No. 18-7 at 11. On February 12, 2024, the ICE recommended dismissing the inmate complaint on the merits because Plaintiff’s medical records showed that he was actively being treated (not ignored); and that his own conduct (refusing to complete a scheduled mammogram) hindered diagnosis and treatment of the mass on his upper extremity. Id. at 2. Plaintiff appealed this inmate complaint through the appropriate channels all the way to Office of the Secretary (OOS). Dkt. No. 18, ¶¶24-26. SUMMARY JUDGMENT STANDARD Summary judgment is appropriate when the moving party shows that there is no genuine issue as to any material fact and that the moving party is entitled to judgment as a matter of law.
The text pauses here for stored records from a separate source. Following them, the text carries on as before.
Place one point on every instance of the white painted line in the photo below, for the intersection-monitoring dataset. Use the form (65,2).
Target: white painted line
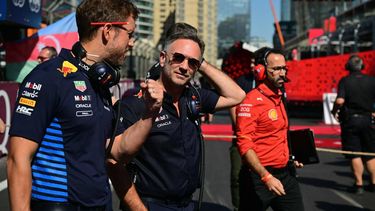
(348,199)
(3,185)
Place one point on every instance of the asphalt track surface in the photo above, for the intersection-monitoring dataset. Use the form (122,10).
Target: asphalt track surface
(324,185)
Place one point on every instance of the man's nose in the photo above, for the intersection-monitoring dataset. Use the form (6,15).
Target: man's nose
(185,64)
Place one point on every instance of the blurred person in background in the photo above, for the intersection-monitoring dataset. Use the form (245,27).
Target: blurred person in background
(47,52)
(354,108)
(267,176)
(2,126)
(238,63)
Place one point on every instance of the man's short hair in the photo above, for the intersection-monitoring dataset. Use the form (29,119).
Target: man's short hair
(262,54)
(183,31)
(52,51)
(89,11)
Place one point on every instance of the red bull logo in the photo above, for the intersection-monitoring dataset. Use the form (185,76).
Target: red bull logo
(67,68)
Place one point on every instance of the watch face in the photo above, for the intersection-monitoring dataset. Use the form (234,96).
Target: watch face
(154,72)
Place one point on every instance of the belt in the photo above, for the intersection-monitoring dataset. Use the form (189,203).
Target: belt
(179,203)
(61,206)
(277,170)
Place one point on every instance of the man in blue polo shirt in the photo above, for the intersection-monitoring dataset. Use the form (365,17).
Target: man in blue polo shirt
(166,171)
(63,116)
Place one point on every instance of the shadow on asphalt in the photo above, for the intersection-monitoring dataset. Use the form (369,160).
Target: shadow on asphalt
(206,206)
(343,162)
(322,183)
(339,207)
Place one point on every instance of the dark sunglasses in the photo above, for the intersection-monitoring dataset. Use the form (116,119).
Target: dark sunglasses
(279,68)
(42,58)
(117,25)
(178,58)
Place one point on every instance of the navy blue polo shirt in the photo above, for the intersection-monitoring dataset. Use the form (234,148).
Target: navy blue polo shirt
(168,163)
(58,108)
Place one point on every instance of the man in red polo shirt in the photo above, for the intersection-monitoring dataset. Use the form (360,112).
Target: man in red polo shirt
(266,178)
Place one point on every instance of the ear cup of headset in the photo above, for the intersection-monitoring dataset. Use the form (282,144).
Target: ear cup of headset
(260,72)
(193,103)
(104,75)
(100,73)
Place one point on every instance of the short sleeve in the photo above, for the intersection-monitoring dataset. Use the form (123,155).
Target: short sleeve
(132,109)
(36,105)
(208,100)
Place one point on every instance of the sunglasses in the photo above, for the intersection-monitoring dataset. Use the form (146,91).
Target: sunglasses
(279,68)
(42,58)
(178,58)
(117,25)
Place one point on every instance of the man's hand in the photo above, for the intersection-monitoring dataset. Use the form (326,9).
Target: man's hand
(274,185)
(153,93)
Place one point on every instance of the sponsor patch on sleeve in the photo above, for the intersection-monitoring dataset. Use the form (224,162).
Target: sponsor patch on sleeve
(272,114)
(244,110)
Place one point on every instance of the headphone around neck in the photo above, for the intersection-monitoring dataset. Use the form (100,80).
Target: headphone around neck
(101,73)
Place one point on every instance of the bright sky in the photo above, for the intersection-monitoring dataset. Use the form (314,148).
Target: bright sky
(262,18)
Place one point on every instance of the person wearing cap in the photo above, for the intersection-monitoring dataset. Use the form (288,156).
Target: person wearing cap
(63,117)
(354,107)
(267,177)
(47,53)
(166,171)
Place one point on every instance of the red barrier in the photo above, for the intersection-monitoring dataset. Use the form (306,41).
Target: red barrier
(311,78)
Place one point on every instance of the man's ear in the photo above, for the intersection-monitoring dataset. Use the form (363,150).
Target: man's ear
(162,58)
(106,33)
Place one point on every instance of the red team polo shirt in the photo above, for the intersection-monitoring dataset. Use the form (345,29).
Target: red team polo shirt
(262,126)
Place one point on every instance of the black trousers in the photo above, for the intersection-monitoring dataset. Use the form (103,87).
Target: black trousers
(254,195)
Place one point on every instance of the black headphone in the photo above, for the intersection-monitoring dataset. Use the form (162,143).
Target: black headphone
(100,73)
(351,63)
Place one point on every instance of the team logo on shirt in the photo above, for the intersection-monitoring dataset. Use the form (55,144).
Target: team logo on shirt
(67,68)
(80,98)
(80,85)
(35,86)
(32,95)
(272,114)
(26,101)
(24,110)
(244,110)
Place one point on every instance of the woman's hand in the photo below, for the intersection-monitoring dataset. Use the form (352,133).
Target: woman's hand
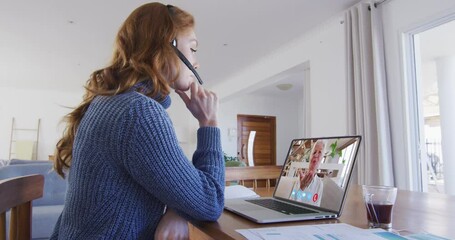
(305,178)
(203,104)
(172,227)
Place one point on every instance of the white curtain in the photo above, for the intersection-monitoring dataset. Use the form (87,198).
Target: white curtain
(367,94)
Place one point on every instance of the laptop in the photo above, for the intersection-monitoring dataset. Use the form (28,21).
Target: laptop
(312,185)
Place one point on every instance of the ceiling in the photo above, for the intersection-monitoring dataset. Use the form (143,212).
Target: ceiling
(56,45)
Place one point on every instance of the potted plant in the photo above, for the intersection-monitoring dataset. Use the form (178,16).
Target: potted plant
(335,153)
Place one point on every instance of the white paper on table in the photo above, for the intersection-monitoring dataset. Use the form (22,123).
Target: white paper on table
(338,231)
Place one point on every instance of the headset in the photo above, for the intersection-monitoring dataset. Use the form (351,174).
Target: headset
(185,61)
(182,57)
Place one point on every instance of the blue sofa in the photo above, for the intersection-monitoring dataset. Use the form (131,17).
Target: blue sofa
(47,209)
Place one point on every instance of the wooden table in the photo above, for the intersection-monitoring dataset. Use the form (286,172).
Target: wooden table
(413,212)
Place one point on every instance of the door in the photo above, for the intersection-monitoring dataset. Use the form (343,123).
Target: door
(434,64)
(264,144)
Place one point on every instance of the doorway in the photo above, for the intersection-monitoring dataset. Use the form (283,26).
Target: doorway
(434,66)
(264,143)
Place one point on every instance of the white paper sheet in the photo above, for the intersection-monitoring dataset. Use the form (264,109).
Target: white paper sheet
(338,231)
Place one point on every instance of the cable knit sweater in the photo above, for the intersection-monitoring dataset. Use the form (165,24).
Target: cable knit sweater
(127,166)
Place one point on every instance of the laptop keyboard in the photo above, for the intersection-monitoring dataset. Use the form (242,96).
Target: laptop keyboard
(280,206)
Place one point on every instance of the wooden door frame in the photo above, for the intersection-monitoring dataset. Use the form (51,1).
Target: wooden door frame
(273,133)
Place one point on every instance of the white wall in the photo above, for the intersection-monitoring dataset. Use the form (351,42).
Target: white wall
(324,48)
(286,111)
(401,16)
(27,106)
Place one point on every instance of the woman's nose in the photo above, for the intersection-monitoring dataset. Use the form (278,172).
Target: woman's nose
(196,65)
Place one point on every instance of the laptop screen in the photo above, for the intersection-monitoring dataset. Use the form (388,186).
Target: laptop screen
(317,171)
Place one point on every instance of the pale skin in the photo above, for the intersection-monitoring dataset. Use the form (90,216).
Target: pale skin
(203,105)
(307,176)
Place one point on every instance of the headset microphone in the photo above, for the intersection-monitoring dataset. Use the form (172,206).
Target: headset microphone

Fed. R. Civ. P. 56(a). “Material facts” are those under the applicable substantive law that “might affect the outcome of the suit.” Anderson v. Liberty Lobby, Inc., 477 U.S. 242, 248 (1986). A dispute over a “material fact” is “genuine” if “the evidence is such that a reasonable jury could return a verdict for the nonmoving party.” Id. All reasonable inferences are construed in favor of the nonmoving party. Foley v. City of Lafayette, 359 F.3d 925, 928 (7th Cir. 2004). The party opposing the motion for summary judgment must “submit evidentiary materials that set forth specific facts showing that there is a genuine issue for trial.” Siegel v. Shell Oil Co., 612 F.3d 932, 937 (7th Cir. 2010) (citations omitted). “The nonmoving party must do more than simply show that there is some metaphysical doubt as to the material facts.” Id.